Architecture: - 3×3 conv (8 filters) + pooling - 3×3 conv (12 filters) + pooling - 3×3 conv (16 filters) + pooling - 3×3 conv (24 filters) + pooling - 3×3 conv (32 filters) + pooling - fully connected 512 → 10
All arithmetic is INT8. The design is single-clock and streaming; feature maps are buffered in block RAM between layers.
---
## Platform 1: Intel Agilex 3
Device: A3CY135BM16AE6S Board: Agilex 3 C-Series Development Kit Toolchain: Quartus Prime Pro 25.3
Resource usage: - ALMs: 2,526 / 45,800 (6%) - RAM blocks: 36 / 353 (10%) - DSP blocks: 17 / 184 (9%)
Fmax: 146 MHz
---
## Platform 2: Lattice Certus-NX
Device: LDN2NX-40-7BG196I Board: Cruvi CR00103-03 Toolchain: Radiant 2025.2
Resource usage: - LUT4: 13,757 / 32,256 (42.6%) - MULT9: 66 / 112 (59%) - MULT18: 12 / 56 (21%) - Block RAM: 20 / 84 (24%)

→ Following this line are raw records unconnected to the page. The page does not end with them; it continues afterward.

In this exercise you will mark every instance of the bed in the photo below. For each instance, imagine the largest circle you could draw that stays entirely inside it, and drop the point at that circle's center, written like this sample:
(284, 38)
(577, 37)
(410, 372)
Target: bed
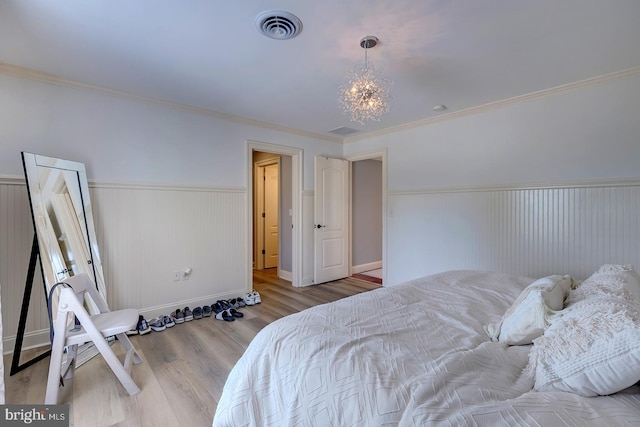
(425, 352)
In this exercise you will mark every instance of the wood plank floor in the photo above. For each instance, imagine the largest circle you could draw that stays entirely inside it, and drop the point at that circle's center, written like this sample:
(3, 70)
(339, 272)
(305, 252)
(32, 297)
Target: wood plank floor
(184, 369)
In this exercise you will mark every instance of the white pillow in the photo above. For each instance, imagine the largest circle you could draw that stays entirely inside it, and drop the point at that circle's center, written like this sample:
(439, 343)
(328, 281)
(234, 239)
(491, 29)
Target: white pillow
(593, 346)
(527, 318)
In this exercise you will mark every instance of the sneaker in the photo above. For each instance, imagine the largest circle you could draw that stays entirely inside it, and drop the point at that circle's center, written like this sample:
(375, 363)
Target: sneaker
(256, 297)
(168, 321)
(224, 304)
(157, 324)
(143, 326)
(216, 307)
(178, 317)
(249, 299)
(206, 311)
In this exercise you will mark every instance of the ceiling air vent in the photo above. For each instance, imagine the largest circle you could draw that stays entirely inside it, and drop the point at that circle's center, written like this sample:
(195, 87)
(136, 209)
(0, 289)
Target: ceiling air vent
(278, 24)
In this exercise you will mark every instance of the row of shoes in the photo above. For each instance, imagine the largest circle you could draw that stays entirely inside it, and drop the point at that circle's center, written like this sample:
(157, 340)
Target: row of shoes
(226, 310)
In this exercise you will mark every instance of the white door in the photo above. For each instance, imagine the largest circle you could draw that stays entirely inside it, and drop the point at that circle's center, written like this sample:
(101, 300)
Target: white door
(271, 216)
(331, 219)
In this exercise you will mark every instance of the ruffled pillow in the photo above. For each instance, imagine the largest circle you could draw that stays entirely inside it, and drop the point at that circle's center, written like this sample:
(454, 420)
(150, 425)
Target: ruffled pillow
(593, 346)
(528, 316)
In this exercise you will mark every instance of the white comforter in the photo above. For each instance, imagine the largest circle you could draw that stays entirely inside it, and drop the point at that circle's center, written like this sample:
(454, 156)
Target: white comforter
(412, 354)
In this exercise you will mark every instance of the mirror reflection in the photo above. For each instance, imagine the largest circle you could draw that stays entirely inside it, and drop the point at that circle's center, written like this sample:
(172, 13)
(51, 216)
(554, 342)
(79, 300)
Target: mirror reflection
(63, 220)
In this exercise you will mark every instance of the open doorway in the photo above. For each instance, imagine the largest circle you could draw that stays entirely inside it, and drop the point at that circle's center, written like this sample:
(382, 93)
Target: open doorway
(367, 219)
(272, 213)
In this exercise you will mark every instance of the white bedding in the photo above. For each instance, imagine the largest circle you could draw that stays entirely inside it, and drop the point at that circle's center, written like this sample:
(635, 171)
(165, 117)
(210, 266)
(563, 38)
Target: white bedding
(412, 354)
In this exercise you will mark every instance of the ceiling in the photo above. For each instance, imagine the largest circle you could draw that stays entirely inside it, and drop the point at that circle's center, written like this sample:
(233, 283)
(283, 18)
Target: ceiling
(209, 54)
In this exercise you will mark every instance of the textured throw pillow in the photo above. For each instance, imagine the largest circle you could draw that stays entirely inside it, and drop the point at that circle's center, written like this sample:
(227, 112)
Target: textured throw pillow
(593, 346)
(528, 316)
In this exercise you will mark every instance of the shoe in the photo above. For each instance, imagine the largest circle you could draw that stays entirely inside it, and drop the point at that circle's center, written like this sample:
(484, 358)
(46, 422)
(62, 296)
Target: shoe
(249, 299)
(168, 321)
(157, 324)
(206, 311)
(225, 315)
(188, 315)
(235, 302)
(216, 307)
(256, 297)
(235, 313)
(143, 326)
(224, 304)
(178, 317)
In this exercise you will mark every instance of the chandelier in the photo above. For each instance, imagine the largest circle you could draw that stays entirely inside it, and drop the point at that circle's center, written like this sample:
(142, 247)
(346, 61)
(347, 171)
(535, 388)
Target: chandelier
(365, 95)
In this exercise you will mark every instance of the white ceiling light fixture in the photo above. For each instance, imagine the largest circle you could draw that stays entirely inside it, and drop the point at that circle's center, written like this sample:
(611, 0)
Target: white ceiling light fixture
(366, 94)
(278, 24)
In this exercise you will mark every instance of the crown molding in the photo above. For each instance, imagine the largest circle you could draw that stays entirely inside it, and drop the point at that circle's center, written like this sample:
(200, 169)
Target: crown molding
(593, 81)
(30, 74)
(39, 76)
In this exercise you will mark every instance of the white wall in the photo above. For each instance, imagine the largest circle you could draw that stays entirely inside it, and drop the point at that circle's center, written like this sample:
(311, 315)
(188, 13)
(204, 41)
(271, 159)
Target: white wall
(449, 179)
(168, 185)
(565, 138)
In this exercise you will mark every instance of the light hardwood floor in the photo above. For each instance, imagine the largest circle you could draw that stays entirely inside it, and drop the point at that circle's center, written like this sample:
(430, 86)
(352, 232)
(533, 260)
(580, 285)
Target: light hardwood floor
(184, 369)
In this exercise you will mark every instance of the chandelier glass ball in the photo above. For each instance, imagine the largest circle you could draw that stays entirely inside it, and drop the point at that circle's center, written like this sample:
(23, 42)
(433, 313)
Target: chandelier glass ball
(366, 93)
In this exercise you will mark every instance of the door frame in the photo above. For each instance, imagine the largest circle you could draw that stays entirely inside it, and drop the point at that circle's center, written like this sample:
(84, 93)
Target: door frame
(377, 154)
(258, 224)
(296, 155)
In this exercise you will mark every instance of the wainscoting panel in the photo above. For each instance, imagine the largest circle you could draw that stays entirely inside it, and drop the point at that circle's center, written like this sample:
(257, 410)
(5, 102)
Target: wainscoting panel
(145, 234)
(16, 238)
(532, 232)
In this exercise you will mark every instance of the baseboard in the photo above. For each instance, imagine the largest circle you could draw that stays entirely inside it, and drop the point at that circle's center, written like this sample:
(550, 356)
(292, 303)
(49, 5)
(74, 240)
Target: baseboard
(285, 275)
(40, 338)
(355, 269)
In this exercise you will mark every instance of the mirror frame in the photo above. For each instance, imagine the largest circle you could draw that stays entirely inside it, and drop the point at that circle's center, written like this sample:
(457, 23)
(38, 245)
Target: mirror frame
(63, 220)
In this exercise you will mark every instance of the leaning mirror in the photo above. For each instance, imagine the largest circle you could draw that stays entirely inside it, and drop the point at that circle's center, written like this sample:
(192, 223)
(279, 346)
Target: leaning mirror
(63, 220)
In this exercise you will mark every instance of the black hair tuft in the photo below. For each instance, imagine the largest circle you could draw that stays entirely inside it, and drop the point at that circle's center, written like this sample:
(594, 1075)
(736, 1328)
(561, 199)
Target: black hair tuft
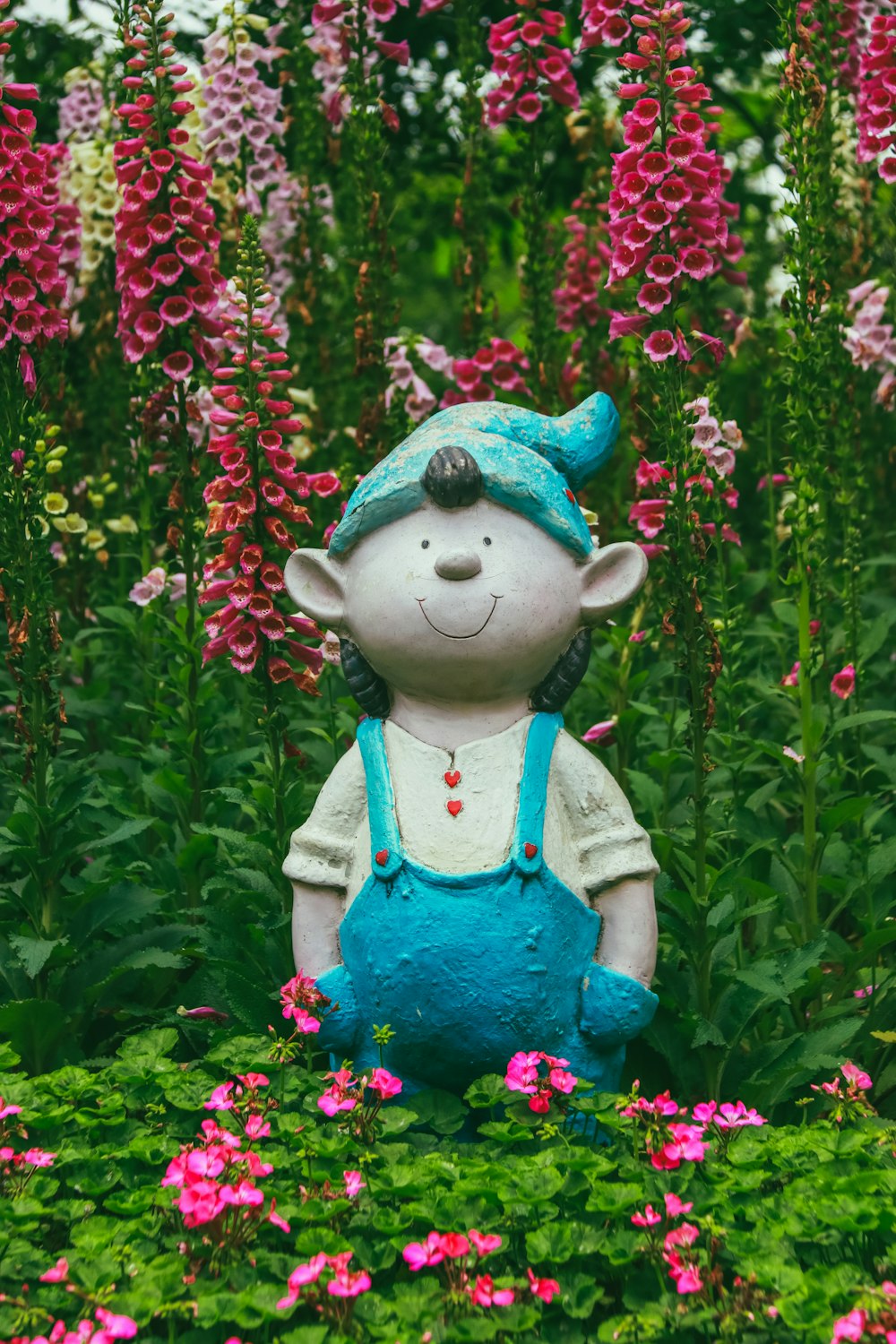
(452, 478)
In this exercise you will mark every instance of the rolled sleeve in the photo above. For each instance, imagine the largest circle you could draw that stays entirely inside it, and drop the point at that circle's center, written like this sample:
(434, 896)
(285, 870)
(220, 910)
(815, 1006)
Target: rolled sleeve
(322, 849)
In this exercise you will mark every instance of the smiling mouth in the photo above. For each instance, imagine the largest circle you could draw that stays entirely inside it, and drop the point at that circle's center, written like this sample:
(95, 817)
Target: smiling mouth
(471, 634)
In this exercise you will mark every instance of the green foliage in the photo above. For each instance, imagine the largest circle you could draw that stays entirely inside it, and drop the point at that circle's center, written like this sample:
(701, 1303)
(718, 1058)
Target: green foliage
(794, 1220)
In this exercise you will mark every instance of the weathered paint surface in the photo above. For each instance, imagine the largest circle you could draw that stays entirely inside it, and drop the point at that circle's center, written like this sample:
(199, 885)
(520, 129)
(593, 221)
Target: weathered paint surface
(469, 968)
(528, 462)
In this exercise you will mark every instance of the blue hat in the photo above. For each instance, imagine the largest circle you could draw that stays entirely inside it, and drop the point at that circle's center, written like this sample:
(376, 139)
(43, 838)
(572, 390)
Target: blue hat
(530, 464)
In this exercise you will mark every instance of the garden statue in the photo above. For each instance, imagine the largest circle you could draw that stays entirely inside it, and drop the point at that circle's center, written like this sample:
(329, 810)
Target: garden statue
(471, 875)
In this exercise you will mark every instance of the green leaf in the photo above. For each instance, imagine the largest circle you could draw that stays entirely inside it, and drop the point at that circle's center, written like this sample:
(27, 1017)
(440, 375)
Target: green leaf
(882, 859)
(487, 1091)
(34, 953)
(857, 720)
(150, 1046)
(438, 1110)
(847, 811)
(35, 1029)
(134, 827)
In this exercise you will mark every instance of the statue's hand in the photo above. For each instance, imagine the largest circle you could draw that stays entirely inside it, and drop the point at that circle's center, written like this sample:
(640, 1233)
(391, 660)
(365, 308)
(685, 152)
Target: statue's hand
(339, 1029)
(614, 1008)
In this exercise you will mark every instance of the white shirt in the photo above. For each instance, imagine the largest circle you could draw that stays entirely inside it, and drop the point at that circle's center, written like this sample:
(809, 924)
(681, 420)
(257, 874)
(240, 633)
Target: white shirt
(591, 840)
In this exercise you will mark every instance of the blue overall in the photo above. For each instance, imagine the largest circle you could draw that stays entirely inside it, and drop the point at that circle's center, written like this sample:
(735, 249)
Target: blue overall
(469, 968)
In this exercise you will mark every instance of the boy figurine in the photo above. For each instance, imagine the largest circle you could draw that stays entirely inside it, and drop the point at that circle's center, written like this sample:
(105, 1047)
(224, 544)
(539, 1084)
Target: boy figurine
(470, 874)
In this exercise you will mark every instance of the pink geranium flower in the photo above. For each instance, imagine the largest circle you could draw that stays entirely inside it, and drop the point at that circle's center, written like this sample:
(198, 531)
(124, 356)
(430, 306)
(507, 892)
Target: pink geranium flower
(648, 1219)
(387, 1085)
(484, 1242)
(484, 1293)
(419, 1254)
(844, 682)
(598, 731)
(544, 1288)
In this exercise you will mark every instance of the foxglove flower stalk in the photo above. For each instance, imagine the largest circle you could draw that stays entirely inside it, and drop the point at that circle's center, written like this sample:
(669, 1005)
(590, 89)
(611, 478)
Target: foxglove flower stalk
(707, 480)
(586, 257)
(668, 212)
(845, 31)
(530, 66)
(38, 236)
(606, 23)
(876, 105)
(164, 228)
(357, 104)
(497, 367)
(405, 376)
(253, 502)
(242, 115)
(869, 340)
(89, 183)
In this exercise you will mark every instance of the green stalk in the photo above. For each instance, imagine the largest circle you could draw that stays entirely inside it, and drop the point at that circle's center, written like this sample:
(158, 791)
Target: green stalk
(188, 556)
(810, 763)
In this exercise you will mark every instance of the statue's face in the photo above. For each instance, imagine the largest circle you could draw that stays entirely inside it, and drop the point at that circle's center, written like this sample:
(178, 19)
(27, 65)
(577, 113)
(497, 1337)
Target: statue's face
(461, 604)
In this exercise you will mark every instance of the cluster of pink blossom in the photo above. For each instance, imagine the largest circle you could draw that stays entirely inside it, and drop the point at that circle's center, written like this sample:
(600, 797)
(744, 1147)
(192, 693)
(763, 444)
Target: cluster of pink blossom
(852, 21)
(874, 1319)
(524, 1074)
(34, 228)
(341, 1281)
(242, 115)
(670, 1140)
(676, 1245)
(715, 446)
(16, 1168)
(528, 66)
(419, 398)
(841, 685)
(586, 257)
(346, 1093)
(876, 102)
(303, 1004)
(105, 1330)
(335, 23)
(81, 108)
(869, 340)
(668, 212)
(217, 1176)
(66, 215)
(497, 367)
(155, 583)
(254, 500)
(351, 1188)
(460, 1255)
(166, 236)
(112, 1325)
(605, 23)
(852, 1102)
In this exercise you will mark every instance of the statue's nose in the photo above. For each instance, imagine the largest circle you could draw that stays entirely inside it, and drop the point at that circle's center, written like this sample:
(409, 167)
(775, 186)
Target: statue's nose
(458, 564)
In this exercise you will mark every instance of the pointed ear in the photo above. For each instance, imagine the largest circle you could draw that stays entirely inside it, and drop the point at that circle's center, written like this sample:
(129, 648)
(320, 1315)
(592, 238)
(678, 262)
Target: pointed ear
(611, 575)
(314, 583)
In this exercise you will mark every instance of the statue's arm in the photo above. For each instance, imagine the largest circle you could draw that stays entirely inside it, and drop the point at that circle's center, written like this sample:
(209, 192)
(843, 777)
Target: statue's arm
(629, 929)
(317, 913)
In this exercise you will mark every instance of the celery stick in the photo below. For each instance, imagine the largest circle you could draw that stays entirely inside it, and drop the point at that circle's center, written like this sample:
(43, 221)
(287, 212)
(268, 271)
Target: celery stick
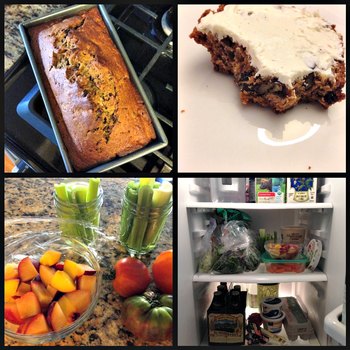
(134, 185)
(144, 204)
(161, 197)
(79, 194)
(127, 216)
(69, 195)
(147, 181)
(61, 191)
(92, 189)
(156, 185)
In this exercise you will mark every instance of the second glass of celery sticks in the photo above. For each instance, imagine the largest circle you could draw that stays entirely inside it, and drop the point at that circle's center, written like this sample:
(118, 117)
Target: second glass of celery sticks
(79, 201)
(146, 206)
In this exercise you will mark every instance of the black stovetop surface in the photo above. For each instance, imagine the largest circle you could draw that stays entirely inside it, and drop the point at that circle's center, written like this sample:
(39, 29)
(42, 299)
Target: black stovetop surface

Single clock domain: 273 MHz
The Certus design uses an on-chip PLL (12 → 48 MHz) input adaptation for the board. The Agilex board required an external UART adapter; the Certus board had it integrated.
---
## Porting effort
The RTL is written in plain VHDL without vendor IP. No vendor-specific primitives are instantiated in the CNN datapath.
In practice:
- No DSP or RAM wrapper layer was required. - No changes to arithmetic or pipeline structure were necessary. - No timing constraint rework beyond board-specific clock definitions. - Only board-level adaptations (clocking, UART wiring).
The vendor itself was largely irrelevant for this design. The differences were at the board and toolchain level.
---
## Observations
- On Agilex 3, the design is small relative to the device (single-digit % utilization). - On Certus-NX-40, the same design consumes a significant fraction of LUTs and MULT9 blocks. - Achieved Fmax on Certus-NX is higher in this configuration (273 MHz vs 146 MHz), though the system clocking and board setup differ.
The DSP usage profile differs noticeably: Certus-NX’s MULT9 blocks are heavily used (59%), which constrains scaling the number of parallel MAC units more quickly than on Agilex 3.
For this size of INT8 CNN, portability at the RTL level was straightforward. The limiting factor when moving to the smaller device was resource headroom rather than functional incompatibility.
---
## Question
For those who have moved similar streaming CNN datapaths across vendors: Have you found cases where DSP inference or block RAM inference diverged enough to require structural RTL changes, or does that mostly appear once designs become more deeply pipelined or multi-clock?